David Noel Keightley, Professor of History at the University of California at Berkeley for twenty-nine years, died February 23, 2017. He was 84 years old.
Professor Keightley was born in London in 1932 to Walter A. Keightley and Jeanne G. Desoutter and was educated in boarding schools during WWII. His family moved to Evanston, IL in 1947. A graduate of Amherst College, he studied Medieval French at the University of Lille as a Fulbright Student and received his MA in modern European history at New York University. After a number of years working as a fiction and nonfiction editor and a freelance writer in New York City, he entered Columbia University’s graduate school in 1962, receiving his PhD in East Asian History in 1969. He married Vannie Louise Traylor of Maryville, TN in 1965 and then spent two years in Taiwan in language training and research. At the end of 1967 his first son Steven was born. A second son, Richard, was born in 1970, after the family’s move to California.
A member of the Berkeley faculty from 1969 to 1998, and a specialist in China’s earliest historical documents, Professor Keightley was the author of Sources of Shang History: The Oracle-Bone Inscriptions of Bronze Age China (1978) and The Ancestral Landscape: Time, Space, and Community in Late Shang China, ca. 1200-1045 B.C. (2000); he edited The Origins of Chinese Civilization (1983). One of the founders and editors of the journal Early China, he published over fifty articles dealing with religion and history of the Chinese Neolithic and Bronze Ages.

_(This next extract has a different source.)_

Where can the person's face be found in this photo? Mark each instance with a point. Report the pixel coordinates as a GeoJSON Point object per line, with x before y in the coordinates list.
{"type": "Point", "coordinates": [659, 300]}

Professor Keightley visited the People’s Republic of China seven times as a research scholar between 1975 and 1991 and helped organize two international conferences with Chinese archaeologists, one on “Shang Civilization” in 1982, the other on “Ancient China and Social Science Generalizations” in 1986. Professor Keightley received a Guggenheim Fellowship in 1978 and a MacArthur Fellowship in 1986; he was elected to the American Academy of Arts and Sciences in 2000. Nationally, he served on various committees involved in Chinese academic exchanges and scholarship, including the American Council of Learned Societies and the Committee for Scholarly Communication with the People’s Republic of China. At UC Berkeley, he served as Chairman of Berkeley’s Center for Chinese Studies from 1988 to 1990 and as Chair of the UC Berkeley History Department from 1992 to 1994, and as Interim Director of the East Asian Library from 1999-2000. His final two books are Working for His Majesty (2012), an exhaustively researched, exactingly executed “pointilliste” portrait of the ancestral landscape of the Shang people, and These Bones Shall Rise Again (2014), a collection of essays spanning more than thirty years covering authority, cosmology, history, magic, myth, worship, and writing—in short, the very antecedents of Chinese civilization.
He is survived by his wife Vannie, of Oakland; by son Steven and his wife Mari; and by son Richard and his wife Robin, and two grandchildren, Sophie and Preston.